Am J Med Genet A. 2013 Sep;161A(9):2234-43. doi: 10.1002/ajmg.a.36072. Epub 2013 Aug 2.
Kabuki syndrome is a congenital anomaly syndrome characterized by developmental delay, intellectual disability, specific facial features including long palpebral fissures and ectropion of the lateral third of the lower eyelids, prominent digit pads, and skeletal and visceral abnormalities. Mutations in MLL2 and KDM6A cause Kabuki syndrome. We screened 81 individuals with Kabuki syndrome for mutations in these genes by conventional methods (n = 58) and/or targeted resequencing (n = 45) or whole exome sequencing (n = 5). We identified a mutation in MLL2 or KDM6A in 50 (61.7%) and 5 (6.2%) cases, respectively. Thirty-five MLL2 mutations and two KDM6A mutations were novel. Non-protein truncating-type MLL2 mutations were mainly located around functional domains, while truncating-type mutations were scattered through the entire coding region. The facial features of patients in the MLL2 truncating-type mutation group were typical based on those of the 10 originally reported patients with Kabuki syndrome; those of the other groups were less typical. High arched eyebrows, short fifth finger, and hypotonia in infancy were more frequent in the MLL2 mutation group than in the KDM6A mutation group. Short stature and postnatal growth retardation were observed in all individuals with KDM6A mutations, but in only half of the group with MLL2 mutations.
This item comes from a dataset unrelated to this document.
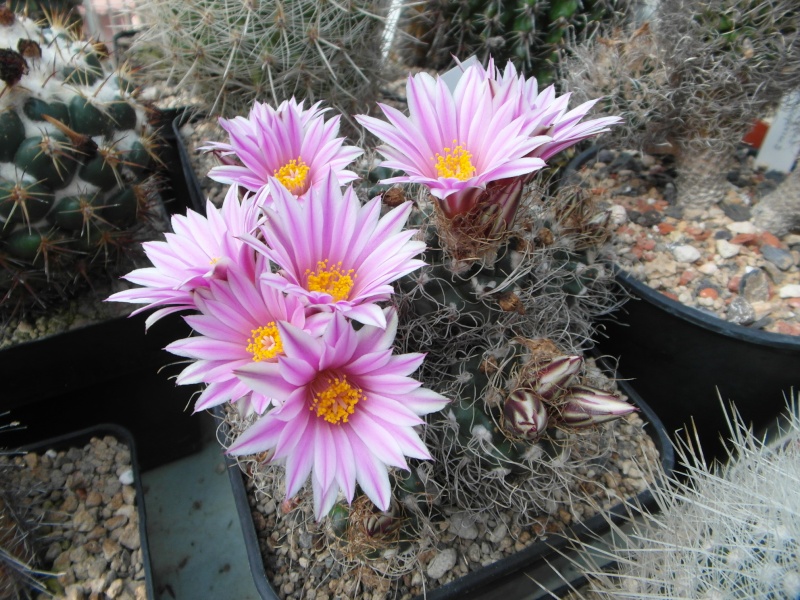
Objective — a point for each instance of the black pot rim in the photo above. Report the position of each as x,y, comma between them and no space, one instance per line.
536,553
673,307
80,438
歌舞伎综合征是一种先天性异常综合征,其特征为发育迟缓、智力残疾、特定的面部特征,包括长睑裂和外眦下三分之一的眼睑外翻、明显的指垫,以及骨骼和内脏异常。MLL2 和 KDM6A 的突变导致歌舞伎综合征。我们通过常规方法(n = 58)和/或靶向重测序(n = 45)或全外显子组测序(n = 5)筛选了 81 名歌舞伎综合征患者的这些基因中的突变。我们分别在 50 例(61.7%)和 5 例(6.2%)病例中发现了 MLL2 或 KDM6A 的突变。35 个 MLL2 突变和 2 个 KDM6A 突变是新的。非蛋白截断型 MLL2 突变主要位于功能域周围,而截断型突变则散布在整个编码区。MLL2 截断型突变组患者的面部特征与最初报道的 10 名歌舞伎综合征患者的特征典型;其他组的特征不太典型。高拱形眉毛、第五指短和婴儿期的低张力在 MLL2 突变组比在 KDM6A 突变组更常见。身材矮小和出生后生长迟缓在所有 KDM6A 突变患者中都观察到,但在 MLL2 突变组中只有一半观察到。